Boris' Seele fand Trost und Ruhe, wenn er die schlichten Worte des jungen Mädchens nachsprach; mit dem inbrünstigen Gebet erwachte in ihm der Glaube.
Glücklich über seine Liebe, machte er sich auf den Heimweg, sah unterwegs zu den Sternen auf und wiederholte die Worte, die er soeben zusammen mit Lina gesprochen hatte. Zu Hause kniete er vor dem Fenster nieder, um die Sterne sehen zu können, flüsterte von seiner Liebe, von seinem Glück, flehte Gott an, ihm Lina zu erhalten, und Glaube und Unglaube bekämpften sich.

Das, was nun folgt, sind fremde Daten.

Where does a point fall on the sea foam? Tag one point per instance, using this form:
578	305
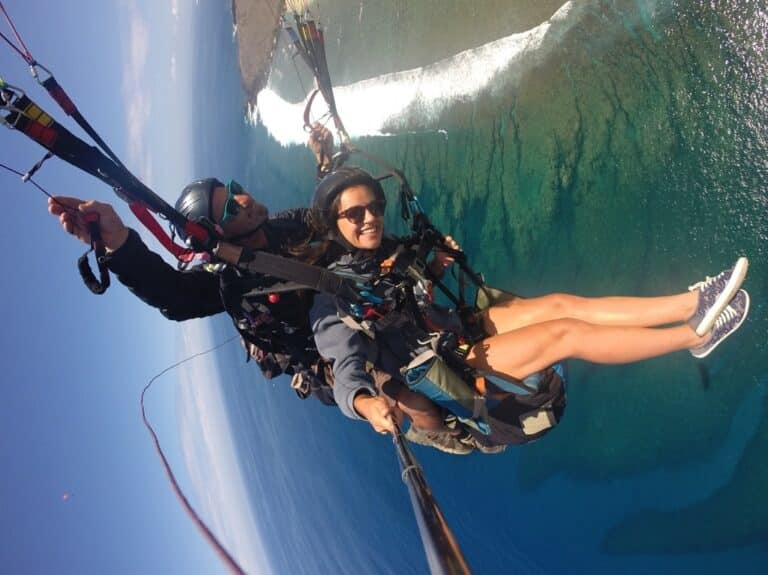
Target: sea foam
413	99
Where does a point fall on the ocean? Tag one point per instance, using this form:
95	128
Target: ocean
596	148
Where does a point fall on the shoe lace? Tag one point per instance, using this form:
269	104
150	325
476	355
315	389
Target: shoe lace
706	282
725	316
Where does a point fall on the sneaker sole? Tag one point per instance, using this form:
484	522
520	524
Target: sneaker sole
722	339
733	285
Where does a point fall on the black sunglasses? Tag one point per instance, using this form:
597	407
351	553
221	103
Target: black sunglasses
356	214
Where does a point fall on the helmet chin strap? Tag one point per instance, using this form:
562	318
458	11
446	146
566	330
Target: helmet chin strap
247	234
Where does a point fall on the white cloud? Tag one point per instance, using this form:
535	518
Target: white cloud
138	103
173	68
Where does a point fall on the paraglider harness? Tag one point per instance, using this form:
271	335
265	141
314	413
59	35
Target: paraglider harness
495	410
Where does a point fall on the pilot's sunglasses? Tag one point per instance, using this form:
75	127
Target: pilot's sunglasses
231	207
356	214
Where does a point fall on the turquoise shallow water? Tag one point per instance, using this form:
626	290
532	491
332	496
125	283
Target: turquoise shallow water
631	159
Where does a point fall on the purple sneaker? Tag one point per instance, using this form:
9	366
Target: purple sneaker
715	294
726	323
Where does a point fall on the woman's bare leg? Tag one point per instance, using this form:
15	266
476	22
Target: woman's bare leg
609	311
527	350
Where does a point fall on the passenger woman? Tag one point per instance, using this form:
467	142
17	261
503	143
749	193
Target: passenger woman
522	336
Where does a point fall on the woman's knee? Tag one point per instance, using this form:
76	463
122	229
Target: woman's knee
564	305
566	333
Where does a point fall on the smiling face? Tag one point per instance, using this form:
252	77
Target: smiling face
244	214
365	232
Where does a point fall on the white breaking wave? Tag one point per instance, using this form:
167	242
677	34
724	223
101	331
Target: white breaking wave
413	99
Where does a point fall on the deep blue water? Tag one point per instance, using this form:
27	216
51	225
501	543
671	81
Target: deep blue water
631	160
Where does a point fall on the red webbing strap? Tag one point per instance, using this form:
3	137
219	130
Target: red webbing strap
58	94
145	217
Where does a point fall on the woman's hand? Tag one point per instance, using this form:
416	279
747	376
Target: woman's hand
70	213
443	260
378	411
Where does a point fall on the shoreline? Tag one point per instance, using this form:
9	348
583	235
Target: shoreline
257	25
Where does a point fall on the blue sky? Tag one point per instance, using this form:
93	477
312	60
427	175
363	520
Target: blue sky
73	363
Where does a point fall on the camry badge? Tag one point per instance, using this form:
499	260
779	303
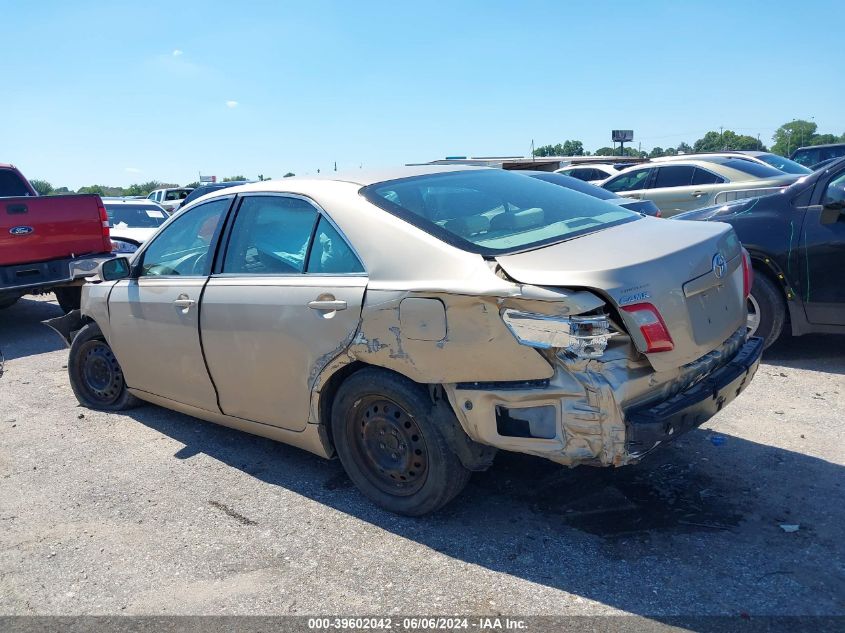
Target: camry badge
720	266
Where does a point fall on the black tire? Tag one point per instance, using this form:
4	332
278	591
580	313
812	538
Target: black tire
95	375
767	300
69	297
412	471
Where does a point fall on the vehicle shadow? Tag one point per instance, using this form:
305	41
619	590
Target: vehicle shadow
816	352
692	530
23	334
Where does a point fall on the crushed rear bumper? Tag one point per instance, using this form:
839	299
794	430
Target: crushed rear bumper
650	426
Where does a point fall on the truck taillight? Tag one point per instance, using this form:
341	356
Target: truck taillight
747	274
104	221
652	327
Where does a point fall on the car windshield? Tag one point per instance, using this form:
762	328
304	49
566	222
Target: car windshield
135	216
784	164
751	168
493	212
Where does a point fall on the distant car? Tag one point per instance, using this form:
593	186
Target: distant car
208	188
797	244
170	199
593	172
132	222
764	158
813	155
684	185
646	207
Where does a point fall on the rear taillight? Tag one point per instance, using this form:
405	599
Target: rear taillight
747	274
104	221
651	326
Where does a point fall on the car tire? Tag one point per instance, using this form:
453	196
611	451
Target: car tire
95	375
69	297
766	310
389	438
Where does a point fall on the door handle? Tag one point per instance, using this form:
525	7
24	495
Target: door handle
329	305
183	302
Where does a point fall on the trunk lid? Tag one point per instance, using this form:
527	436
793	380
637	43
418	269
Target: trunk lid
668	264
39	229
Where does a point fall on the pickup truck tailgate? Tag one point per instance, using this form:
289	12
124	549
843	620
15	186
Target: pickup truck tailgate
38	229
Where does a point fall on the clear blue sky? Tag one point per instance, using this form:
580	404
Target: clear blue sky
112	93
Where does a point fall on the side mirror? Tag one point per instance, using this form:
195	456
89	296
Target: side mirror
114	269
832	212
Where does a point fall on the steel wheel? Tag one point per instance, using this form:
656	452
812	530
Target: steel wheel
388	444
753	322
101	375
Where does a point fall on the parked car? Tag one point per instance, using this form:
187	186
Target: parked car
815	154
416	320
170	199
208	188
646	207
797	244
688	184
780	163
47	243
593	173
132	222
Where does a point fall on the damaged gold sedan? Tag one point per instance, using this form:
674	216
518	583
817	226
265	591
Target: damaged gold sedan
415	322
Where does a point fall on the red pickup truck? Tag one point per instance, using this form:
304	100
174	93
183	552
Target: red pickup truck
48	243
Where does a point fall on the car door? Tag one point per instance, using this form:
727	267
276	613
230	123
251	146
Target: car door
284	301
823	249
154	315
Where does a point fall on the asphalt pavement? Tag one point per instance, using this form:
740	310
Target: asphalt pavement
154	512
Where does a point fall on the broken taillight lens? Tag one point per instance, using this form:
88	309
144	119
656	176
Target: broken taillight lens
747	274
652	327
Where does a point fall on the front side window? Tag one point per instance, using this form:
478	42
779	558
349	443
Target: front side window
184	247
629	181
270	236
673	176
492	211
330	254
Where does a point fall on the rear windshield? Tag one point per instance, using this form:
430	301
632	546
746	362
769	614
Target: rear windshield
493	212
135	216
753	169
784	164
12	185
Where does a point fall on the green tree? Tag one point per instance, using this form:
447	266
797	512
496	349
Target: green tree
792	135
43	187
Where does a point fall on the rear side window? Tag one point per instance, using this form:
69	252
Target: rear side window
705	177
751	168
674	176
12	185
270	236
330	254
629	181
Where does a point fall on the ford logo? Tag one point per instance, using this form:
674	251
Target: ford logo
720	266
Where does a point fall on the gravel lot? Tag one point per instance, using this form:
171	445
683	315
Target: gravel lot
154	512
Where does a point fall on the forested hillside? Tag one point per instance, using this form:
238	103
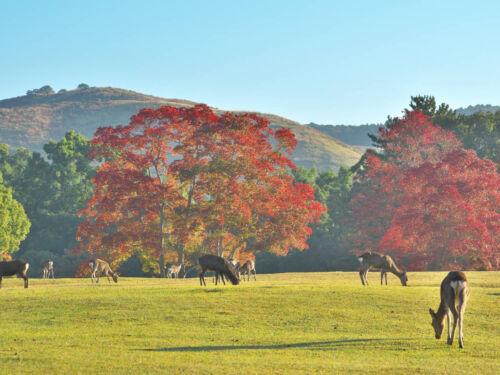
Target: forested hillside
355	135
32	120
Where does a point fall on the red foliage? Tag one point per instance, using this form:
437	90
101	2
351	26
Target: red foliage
427	200
174	175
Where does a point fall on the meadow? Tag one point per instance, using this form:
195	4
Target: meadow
304	323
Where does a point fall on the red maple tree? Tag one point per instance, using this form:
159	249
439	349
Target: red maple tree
427	200
176	180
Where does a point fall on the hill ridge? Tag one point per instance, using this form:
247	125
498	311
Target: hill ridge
31	120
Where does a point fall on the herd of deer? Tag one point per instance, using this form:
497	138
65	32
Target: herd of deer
454	288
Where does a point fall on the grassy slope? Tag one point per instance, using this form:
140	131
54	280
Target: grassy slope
281	324
30	121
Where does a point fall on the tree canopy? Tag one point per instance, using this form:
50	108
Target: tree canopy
181	180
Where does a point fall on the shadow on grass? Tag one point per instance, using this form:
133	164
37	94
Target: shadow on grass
318	345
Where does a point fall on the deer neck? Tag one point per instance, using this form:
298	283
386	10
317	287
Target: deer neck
441	313
396	271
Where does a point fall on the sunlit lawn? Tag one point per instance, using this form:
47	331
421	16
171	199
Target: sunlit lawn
281	324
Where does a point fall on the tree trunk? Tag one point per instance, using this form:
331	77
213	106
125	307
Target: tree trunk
162	243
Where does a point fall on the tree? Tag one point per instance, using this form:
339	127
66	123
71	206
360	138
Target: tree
479	131
51	190
179	179
406	143
448	215
424	199
14	224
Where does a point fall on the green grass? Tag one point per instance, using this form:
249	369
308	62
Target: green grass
316	323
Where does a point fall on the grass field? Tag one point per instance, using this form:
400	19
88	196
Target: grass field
307	323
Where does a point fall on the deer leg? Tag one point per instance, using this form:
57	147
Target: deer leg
448	318
460	329
361	277
202	278
455	321
461	312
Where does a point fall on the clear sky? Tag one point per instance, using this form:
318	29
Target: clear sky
329	62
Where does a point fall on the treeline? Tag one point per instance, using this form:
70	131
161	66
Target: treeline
52	189
363	200
422	190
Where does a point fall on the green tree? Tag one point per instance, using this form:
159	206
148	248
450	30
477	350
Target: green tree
52	189
14	224
479	131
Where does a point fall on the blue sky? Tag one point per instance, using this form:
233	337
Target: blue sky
333	62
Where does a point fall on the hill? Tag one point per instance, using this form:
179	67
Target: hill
355	135
30	121
478	107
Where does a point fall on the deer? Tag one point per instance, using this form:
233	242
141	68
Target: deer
248	268
455	292
100	267
174	269
382	262
48	269
12	267
221	266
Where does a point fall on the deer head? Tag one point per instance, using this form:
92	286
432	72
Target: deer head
404	279
437	324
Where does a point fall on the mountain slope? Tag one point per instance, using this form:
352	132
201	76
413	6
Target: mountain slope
478	107
30	121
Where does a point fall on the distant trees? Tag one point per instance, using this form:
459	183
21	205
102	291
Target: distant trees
479	131
176	181
51	190
44	90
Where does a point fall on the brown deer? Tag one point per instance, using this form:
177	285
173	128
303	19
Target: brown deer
221	267
100	267
381	262
248	268
48	269
455	292
174	269
12	267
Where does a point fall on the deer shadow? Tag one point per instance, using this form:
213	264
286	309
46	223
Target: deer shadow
317	345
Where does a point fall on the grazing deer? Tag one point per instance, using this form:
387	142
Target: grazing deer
455	292
12	267
248	268
174	269
221	267
99	267
48	269
382	262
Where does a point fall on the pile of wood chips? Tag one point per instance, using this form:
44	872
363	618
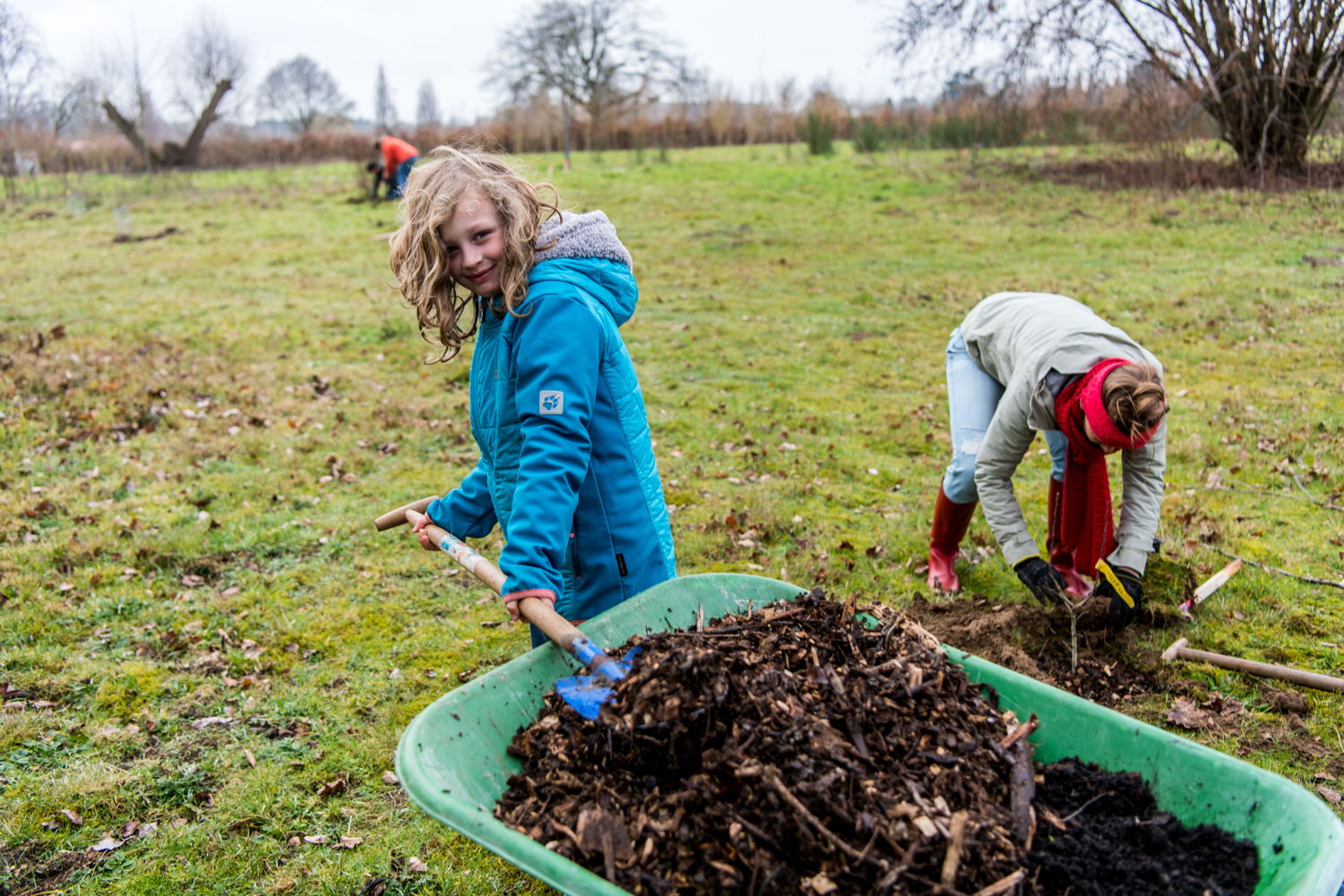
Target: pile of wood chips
790	750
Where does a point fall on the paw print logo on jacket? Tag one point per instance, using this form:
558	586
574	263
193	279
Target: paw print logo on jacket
551	402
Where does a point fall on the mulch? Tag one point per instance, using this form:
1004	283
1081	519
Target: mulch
797	750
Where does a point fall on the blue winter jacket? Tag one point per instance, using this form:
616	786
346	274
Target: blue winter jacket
566	465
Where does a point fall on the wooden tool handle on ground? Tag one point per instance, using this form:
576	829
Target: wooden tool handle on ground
535	610
1266	670
397	517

»Wenn du bist, wirst du mich erhören … Ich will, daß du bist, ich will an dich glauben … Man ist nur einmal glücklich im Leben, gönne mir dies Glück … Laß ein Wunder geschehen. Hast du nicht Wunder gewirkt, als du auf Erden warst? Hast du des Jairi Töchterlein nicht vom Tode auf erweckt? Und Lina lebt ja noch! Laß sie nicht sterben …«
Olga Grigorjewna bat ihn:
»Borja, küssen Sie Lina nicht. Es erregt sie so, daß sie nachher in der Nacht unaufhörlich hustet und vor Schwäche so in Schweiß gerät, daß ich ihr die Leib- und Bettwäsche wechseln muß. Ich fürchte jeden Augenblick, daß wieder ein Blutsturz eintreten könnte.«
»Jawohl, Olga Grigorjewna, ich will es nicht mehr tun.«
»Einen kurzen Kuß hier und da einmal können Sie ihr schon geben, ich will ihr dies Glück nicht verwehren. Aber nicht das viele Küssen …«
Bekümmert, leidend, kehrte er nach Hause zurück, betete bei dem sanften Schein des heiligen Lämpchens, das er sich auf ihre Bitte hin gekauft hatte, und sein Gebet war nicht mehr fordernd, war demütig und ergeben. Je öfter und inniger er betete, desto mehr festigte sich sein Glaube. Immer aufs neue wiederholte er: »Herr, laß uns unser Glück … Du kannst es ja …«
Wieder trat ein Blutsturz ein, wieder wurde in der Nacht der Arzt geholt.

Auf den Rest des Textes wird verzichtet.